Summer is always the height of reboot season. We watch with alternating cynicism and delight as creatives dredge up our and our parents' childhood favorites and rework, refresh, recast them. Some projects claim a beloved narrative for the people left out of it the first go-around (Ghostbusters), some aim to make animated magic corporeal (Pete's Dragon), and some provide buttons to stories we have long loved and thought were over (Finding Dory).
Harry Potter and the Cursed Child, Parts I & II undoubtedly falls in the last category. Over the years, series author J.K. Rowling has suggested to various interviewers that Harry Potter and the Deathly Hallows' perhaps saccharine epilogue (wherein a middle-aged Harry, Ginny, Ron, and Hermione waved their respective children off to Hogwarts) officially closed the book on the Potter saga. But the 2011 emergence and resulting success of Pottermore – a multimedia website which has, among other features, the official, Rowling-approved Sorting Hat quiz – gave her a means by which to expand the Potter universe inch by inch, in short articles expanding on character backstories and more fully illustrating various locations from the books. Now, nine years after the release of the last novel in her internationally beloved book series, Rowling has collaborated with director John Tiffany and playwright/screenwriter Jack Thorne on a two-part stage play currently in previews at the Palace Theatre in London. The plays' subject matter has remained obscured – due to Rowling's personal entreaty to fans to "keep the secrets" of the plot so that future audiences can experience everything fresh – but the release description makes it clear that it is a direct continuation of Harry's story.
The entirety of that content will become public knowledge with the July 31 publication of the Cursed Child, Parts I & II scripts. For the occasion, BookPeople is bringing back an event that proved formative for so many Austin kids: the Harry Potter midnight release party. The biggest independent bookstore in Texas was hardly the only bookseller to organize events around each Rowling release (national retailers like Barnes & Noble made sure readers from sea to shining sea had a place to celebrate as they waited to break open their copies of the latest installment), but the sheer scale and ingenuity of BookPeople's annual gala made the competition irrelevant. In Boyhood, director Richard Linklater offered glimpses of the 2005 party. Its magic and community goodwill doubled or tripled the excitement of young readers who already spent their Julys in agonizing wait for their next literary adventure.
For the years that they lasted, BookPeople's Harry Potter release parties were like a second Christmas Eve. The generosity and warmth that seeps into the hearts of everyone, those special outfits that we save all year to don on this occasion, the ever-so-slightly indecent pleasure of waiting – the twinkling, bustling parking lot of 603 N. Lamar promised them all. Every year, first-timers would find themselves immediately welcomed into the fold by a beaming, laughing horde of costumed attendees and staff. You could spend your wait quaffing butterbeer in a custom Diagon Alley setup, listening to one of many Harry Potter-themed bands in the performance queue, adventuring in a haybale Triwizard Maze, and having Austin's answer to Sibyll Trelawney give you a tarot card reading.

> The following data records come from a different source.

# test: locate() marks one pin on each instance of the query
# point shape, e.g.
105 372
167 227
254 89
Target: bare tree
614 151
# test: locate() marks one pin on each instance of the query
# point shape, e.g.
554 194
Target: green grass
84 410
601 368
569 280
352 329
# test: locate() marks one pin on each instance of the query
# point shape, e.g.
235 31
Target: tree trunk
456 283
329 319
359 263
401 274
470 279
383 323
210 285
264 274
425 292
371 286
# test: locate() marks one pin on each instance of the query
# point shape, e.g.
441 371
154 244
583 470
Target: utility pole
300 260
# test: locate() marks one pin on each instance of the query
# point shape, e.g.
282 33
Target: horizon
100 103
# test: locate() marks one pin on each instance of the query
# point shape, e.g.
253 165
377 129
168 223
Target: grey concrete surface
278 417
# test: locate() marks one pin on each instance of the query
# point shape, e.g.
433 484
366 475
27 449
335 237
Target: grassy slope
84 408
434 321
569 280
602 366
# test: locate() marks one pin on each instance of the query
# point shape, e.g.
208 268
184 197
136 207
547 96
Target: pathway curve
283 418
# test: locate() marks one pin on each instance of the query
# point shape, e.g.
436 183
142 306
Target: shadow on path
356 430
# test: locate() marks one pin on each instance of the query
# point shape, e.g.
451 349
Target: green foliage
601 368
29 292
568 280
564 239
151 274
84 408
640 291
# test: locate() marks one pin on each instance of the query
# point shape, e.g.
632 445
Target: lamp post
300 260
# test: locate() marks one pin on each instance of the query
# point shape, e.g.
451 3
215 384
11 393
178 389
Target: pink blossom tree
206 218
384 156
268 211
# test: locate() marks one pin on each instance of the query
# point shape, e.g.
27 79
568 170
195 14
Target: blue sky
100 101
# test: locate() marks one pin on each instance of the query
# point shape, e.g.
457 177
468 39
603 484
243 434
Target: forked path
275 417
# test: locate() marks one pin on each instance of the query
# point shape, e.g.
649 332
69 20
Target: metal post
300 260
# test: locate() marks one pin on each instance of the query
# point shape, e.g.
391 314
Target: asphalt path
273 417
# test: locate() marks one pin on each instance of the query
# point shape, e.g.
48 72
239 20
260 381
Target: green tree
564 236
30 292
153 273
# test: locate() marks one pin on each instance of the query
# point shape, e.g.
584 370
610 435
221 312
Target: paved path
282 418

No matter how you passed the time until midnight, you could cherish that buzz of anticipation in a crowd of people with the same joy and curiosity as you.
For all my fellow members of the Potter generation, now in the process of graduating or hustling in our first big jobs or introducing these beloved books to our own children: BookPeople is bringing the gang back together for one last hurrah. Diagon Alley will flourish once again and butterbeer, courtesy of Maine Root sodas, will be flowing (along with more Muggle-ish treats from Austin's Pizza and Amy's Ice Creams). The staff has promised a costume contest with the winner receiving a Nimbus 2000, a House Cup Tournament (that will include wand dueling and Quidditch!), Harry Potter trivia with favorite characters from the series on-site, tarot readings, and a live magic show. A new addition will be the scribes of Typewriter Rodeo, a team of old-school versifiers who will compose original poems on the subject of your Hogwarts House right before your eyes. Talk about wizardry.
Questions remain: Will attendance skew older now that the titular character is deep-set in middle age? Artsier, since this may be theatre artists' best chance to see the publication release of a stage play receive the deserved enthusiasm? One thing is certain: The folks who come will be a bunch of jolly revelers, patient line-waiters, and speedy readers who will be able to give you the scoop on The Cursed Child after they tear through their copy in the wee small hours of the morning.